Seven excited girls have arrived in Kathmandu ready to start an education and training programme that is being launched by ChoraChori-Nepal. The girls, who are in the age range 17 to 19, come from Tipling, Dhading District. This is a remote part of west Nepal, quite close to the Tibet border, that was near the epicentre of the April 2015 earthquake. 98% of homes in their area were destroyed and the girls’ families are still living in makeshift tents. Three more girls from the area are due to join them soon, delayed in their travel because of landslides that have followed the arrival of this year’s monsoon.

Why these ten in the midst of so much need? They have been referred to us by our contact in Tipling, Father Norbert, who lives and teaches in the local school. The reason he has selected them is that all have passed the coveted 10th Grade School Leaver’s Certificate (SLC) examination, one of them at A+ standard, but there is no Higher Secondary (Grades 11 and 12) provision in the area. We feel these girls have more than earned the opportunity to continue with their studies. The alternative is early marriage – most of their peers are already married with babies – and there is a risk of being trafficked as all the girls are from the trafficking-prone Tamang community.

This project will run for three years, with a further ten girls due to join us in mid 2017. They will study but also have the chance to learn vocational skills after we reinstate a silver jewellery workshop from January next year. Those who show the aptitude and interest may take this up as their profession. For others we will teach business skills as a second string to their bow.

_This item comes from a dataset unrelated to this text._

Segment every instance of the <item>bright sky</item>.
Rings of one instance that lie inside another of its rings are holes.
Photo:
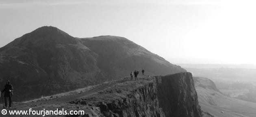
[[[0,47],[51,25],[124,37],[174,63],[256,64],[254,1],[0,0]]]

The girls have all settled well into their new situation in Godawari, been given pocket money and met with our very good supporter, Saroj KC, who is the Principal of the local Kitini School that they’ll be attending. The thing that is remarkable is that all the girls have been accommodated in the home of the Operational Director of ChoraChori-Nepal, Shailaja CM. Once again Shailaja is being welcoming and hospitable to young people in need – this makes her and us special!